In December 2012, Dennis O'Driscoll died suddenly, at the age of fifty-eight. Although he had mused about the fragility of life and the prospect of death for decades, his death nevertheless came as a great shock to many.
After reading Dear Life, I often find myself wondering what O'Driscoll was like in person and regretting I did not come across his poems while he was still living. A mixer of seemingly unmixable talents, he must have been a marvelous person to have a beer with—even if he, unlike almost any other Irish poet, was a complete teetotaler. In photos, there is an unmistakable twinkle in his eye.
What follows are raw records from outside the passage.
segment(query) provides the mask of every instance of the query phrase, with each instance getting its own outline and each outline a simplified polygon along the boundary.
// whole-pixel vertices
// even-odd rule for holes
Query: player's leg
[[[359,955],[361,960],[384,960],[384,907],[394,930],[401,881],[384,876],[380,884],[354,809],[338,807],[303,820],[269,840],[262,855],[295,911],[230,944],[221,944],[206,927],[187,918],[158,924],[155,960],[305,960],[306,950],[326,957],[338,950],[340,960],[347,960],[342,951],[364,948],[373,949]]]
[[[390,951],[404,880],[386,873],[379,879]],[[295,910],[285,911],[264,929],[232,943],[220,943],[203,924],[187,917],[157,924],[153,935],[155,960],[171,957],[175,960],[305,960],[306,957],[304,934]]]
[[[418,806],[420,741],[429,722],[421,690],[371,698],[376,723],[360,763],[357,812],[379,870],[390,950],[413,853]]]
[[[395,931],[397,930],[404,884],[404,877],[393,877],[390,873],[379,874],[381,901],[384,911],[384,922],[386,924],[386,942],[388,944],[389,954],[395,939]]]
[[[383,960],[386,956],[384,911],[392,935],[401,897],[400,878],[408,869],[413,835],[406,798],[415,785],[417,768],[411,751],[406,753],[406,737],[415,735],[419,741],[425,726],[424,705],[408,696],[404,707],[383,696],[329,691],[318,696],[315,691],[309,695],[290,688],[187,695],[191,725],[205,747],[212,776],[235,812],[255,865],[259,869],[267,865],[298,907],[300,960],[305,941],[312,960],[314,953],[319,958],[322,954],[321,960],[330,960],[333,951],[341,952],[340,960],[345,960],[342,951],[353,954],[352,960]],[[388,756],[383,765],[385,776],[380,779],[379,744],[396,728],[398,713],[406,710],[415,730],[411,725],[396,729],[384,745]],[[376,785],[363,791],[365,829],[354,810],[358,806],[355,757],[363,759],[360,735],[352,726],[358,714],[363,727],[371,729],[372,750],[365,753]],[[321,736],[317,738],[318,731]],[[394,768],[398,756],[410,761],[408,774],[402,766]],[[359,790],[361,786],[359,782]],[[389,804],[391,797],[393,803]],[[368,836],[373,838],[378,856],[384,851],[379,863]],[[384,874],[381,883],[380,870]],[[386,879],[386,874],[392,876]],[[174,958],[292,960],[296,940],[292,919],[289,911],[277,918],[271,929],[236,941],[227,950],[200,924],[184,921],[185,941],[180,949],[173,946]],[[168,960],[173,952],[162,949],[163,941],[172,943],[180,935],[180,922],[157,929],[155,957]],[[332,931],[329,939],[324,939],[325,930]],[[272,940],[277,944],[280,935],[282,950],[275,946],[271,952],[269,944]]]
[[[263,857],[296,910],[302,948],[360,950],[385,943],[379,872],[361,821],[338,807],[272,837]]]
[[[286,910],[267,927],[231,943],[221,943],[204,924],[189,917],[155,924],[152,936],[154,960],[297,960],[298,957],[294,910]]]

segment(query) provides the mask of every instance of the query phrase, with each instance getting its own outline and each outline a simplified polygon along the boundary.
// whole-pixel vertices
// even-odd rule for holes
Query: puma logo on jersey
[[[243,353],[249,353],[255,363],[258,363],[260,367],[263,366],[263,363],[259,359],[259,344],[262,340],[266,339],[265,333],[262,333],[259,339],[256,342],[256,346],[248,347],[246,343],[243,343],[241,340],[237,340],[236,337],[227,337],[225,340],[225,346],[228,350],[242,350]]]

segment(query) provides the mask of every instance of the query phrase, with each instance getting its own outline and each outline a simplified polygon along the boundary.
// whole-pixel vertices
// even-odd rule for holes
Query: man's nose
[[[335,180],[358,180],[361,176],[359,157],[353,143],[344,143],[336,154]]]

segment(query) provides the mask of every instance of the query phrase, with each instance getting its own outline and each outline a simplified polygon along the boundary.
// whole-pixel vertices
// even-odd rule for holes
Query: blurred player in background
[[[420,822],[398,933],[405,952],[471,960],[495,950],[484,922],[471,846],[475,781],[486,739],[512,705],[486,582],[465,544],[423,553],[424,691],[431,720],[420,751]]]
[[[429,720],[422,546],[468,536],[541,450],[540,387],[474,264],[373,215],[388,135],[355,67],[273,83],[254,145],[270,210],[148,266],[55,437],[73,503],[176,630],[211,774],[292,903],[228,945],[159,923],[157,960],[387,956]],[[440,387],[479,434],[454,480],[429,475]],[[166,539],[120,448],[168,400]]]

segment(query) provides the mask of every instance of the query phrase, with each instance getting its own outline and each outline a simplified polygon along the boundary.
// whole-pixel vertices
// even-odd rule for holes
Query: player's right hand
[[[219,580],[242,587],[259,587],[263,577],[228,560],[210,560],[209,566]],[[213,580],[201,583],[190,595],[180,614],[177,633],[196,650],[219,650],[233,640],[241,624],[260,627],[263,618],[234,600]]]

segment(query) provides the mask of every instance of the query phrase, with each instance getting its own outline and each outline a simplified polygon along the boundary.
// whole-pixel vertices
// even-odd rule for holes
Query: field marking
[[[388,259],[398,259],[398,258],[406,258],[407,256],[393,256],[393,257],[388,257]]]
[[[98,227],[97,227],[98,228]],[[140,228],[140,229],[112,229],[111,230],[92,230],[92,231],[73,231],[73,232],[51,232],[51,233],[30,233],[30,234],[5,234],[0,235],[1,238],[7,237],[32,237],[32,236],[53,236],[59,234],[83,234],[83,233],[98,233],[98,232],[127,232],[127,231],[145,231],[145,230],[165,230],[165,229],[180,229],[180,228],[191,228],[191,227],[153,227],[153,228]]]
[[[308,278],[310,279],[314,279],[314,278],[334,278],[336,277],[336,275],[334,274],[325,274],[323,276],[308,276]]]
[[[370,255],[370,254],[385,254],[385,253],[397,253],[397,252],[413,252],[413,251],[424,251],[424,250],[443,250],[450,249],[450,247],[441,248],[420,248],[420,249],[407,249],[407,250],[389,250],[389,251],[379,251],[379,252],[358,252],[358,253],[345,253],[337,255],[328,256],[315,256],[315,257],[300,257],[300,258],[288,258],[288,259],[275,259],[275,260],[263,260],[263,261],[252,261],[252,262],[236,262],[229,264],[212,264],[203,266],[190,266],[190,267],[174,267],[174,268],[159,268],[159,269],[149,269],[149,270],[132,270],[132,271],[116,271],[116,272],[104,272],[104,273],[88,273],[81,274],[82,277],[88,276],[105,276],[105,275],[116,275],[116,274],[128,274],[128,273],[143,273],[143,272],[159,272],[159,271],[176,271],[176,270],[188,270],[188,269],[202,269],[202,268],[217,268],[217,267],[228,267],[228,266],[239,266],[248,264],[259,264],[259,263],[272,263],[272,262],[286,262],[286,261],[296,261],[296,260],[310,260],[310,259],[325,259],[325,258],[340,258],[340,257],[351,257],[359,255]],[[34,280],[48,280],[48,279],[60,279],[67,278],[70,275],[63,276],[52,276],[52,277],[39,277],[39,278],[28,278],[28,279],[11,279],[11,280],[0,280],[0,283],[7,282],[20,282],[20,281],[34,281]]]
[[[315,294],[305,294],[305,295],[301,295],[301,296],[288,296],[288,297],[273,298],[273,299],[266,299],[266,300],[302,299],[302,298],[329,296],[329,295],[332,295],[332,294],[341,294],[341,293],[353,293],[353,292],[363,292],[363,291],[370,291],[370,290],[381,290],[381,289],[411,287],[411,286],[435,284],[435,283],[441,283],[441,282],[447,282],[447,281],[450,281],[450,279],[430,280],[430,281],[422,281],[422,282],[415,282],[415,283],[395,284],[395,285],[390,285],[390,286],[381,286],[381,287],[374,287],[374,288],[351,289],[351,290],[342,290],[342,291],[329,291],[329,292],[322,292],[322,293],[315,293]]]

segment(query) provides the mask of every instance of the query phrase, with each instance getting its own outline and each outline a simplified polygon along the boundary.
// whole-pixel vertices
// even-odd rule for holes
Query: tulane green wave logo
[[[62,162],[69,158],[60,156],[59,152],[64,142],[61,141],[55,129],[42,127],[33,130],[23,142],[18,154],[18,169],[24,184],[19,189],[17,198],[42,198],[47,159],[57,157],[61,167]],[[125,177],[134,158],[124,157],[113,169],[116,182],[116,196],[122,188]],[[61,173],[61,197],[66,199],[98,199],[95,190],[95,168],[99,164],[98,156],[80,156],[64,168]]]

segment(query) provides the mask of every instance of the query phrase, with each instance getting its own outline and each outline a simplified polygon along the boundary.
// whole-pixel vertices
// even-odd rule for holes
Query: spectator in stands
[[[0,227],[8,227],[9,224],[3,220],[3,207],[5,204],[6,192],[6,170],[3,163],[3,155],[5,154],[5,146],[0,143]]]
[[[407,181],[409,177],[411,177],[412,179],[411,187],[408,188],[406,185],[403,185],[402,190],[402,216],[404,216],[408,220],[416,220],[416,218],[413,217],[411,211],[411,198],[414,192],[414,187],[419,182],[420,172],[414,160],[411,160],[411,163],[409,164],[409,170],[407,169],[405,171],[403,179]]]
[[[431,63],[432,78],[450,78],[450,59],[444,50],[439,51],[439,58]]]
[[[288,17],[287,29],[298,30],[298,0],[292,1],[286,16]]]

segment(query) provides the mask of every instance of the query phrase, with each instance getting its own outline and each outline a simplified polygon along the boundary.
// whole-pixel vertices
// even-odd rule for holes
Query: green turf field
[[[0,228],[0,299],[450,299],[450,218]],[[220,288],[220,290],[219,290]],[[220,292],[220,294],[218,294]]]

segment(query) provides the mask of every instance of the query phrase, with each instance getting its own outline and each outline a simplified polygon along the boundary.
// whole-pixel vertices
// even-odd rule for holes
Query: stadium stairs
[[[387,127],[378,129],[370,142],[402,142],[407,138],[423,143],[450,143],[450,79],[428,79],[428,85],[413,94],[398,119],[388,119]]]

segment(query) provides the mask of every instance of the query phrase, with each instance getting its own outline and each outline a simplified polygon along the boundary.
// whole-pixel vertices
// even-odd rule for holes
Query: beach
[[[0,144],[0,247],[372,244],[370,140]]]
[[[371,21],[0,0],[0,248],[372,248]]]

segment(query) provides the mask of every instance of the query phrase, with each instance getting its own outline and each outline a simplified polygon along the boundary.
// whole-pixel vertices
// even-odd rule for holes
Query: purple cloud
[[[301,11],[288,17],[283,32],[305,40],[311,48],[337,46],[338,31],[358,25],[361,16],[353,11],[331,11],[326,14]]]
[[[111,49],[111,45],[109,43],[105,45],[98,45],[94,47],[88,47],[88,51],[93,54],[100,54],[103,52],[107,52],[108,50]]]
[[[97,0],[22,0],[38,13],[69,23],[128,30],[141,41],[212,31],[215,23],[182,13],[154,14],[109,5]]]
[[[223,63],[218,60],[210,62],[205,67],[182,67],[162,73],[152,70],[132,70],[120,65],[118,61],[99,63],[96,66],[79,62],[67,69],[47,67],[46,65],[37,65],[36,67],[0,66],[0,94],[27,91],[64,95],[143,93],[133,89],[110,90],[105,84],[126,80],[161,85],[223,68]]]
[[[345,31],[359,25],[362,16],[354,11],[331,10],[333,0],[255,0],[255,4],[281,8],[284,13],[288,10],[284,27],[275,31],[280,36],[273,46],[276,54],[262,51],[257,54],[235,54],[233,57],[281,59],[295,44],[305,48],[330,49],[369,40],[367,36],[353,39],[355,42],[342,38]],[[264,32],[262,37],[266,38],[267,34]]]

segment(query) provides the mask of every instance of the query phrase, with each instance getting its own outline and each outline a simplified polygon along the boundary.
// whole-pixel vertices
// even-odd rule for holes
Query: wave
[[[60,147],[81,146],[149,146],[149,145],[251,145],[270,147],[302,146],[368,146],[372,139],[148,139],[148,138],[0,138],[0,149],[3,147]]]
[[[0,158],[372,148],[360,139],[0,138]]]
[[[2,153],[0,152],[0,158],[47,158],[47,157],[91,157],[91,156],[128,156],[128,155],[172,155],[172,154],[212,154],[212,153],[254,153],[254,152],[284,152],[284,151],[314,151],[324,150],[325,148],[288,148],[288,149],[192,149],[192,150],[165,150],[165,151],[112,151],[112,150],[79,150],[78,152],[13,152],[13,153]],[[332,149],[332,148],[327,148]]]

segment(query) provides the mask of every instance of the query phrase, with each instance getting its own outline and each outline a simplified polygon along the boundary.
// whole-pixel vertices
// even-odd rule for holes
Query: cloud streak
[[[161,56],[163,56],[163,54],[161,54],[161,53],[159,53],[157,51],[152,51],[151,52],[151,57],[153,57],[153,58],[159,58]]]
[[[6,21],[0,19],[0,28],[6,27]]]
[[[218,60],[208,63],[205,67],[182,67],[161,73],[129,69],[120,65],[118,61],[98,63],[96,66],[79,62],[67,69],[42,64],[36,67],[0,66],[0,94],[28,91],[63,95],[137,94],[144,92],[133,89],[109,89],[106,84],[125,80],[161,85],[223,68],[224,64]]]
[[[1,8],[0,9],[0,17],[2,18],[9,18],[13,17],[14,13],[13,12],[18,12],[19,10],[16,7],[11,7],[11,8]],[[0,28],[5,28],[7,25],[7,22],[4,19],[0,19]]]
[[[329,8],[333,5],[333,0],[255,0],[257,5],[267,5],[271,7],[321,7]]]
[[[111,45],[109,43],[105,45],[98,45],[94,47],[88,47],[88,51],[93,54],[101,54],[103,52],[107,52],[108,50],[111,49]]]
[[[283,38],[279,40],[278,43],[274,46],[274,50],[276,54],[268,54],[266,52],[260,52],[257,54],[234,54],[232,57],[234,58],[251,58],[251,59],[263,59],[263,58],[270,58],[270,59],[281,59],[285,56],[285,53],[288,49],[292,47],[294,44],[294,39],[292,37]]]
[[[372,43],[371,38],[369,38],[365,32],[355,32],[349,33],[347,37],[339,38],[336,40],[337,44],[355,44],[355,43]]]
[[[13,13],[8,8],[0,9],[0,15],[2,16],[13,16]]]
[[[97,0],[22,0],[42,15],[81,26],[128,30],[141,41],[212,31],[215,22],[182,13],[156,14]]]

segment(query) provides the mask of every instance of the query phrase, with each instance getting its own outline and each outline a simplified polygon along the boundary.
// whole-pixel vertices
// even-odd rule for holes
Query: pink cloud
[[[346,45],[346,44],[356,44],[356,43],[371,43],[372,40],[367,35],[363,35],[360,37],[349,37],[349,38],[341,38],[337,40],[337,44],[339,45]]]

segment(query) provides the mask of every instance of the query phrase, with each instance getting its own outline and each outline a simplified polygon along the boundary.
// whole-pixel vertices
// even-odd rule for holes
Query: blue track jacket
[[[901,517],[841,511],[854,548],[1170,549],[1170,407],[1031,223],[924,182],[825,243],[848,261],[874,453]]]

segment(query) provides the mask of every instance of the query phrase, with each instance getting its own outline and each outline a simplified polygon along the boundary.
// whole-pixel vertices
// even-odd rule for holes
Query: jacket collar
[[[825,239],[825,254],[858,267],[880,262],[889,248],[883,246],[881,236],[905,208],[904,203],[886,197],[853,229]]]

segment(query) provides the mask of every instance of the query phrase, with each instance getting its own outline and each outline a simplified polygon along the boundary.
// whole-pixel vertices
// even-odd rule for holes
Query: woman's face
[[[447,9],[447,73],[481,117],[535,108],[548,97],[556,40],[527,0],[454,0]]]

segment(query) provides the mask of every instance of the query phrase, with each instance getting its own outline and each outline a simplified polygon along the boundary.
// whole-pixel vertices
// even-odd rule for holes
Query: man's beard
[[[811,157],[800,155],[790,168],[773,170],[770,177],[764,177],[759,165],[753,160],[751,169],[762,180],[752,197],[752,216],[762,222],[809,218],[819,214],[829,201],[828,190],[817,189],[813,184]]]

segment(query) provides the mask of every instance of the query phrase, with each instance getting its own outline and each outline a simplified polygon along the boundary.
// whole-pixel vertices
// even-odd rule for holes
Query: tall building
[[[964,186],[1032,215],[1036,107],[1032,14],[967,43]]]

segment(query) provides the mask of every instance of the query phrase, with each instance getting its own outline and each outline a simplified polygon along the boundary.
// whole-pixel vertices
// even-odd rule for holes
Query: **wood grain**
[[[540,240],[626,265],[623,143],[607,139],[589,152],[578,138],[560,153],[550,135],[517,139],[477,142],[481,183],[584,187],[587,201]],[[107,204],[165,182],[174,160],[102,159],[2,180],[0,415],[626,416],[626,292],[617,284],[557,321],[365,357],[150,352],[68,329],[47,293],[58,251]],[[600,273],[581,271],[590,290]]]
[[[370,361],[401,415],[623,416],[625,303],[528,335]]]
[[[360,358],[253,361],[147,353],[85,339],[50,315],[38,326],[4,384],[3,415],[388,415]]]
The poems twinkle too, with a unique combination of light-hearted ebullience and tragic sensibility. These lines from "Memoir" capture the effect. As with so much of this fine, final book, they now seem prescient:
Now my
whole life
lies ahead
of you.
No thanks
at all are
called for,
I assure you.
The pleasure
is all mine.
David Skeel is a law professor at the University of Pennsylvania. His new book True Paradox: How Christianity Makes Sense of Our Complex World will be published by InterVarsity Press in October.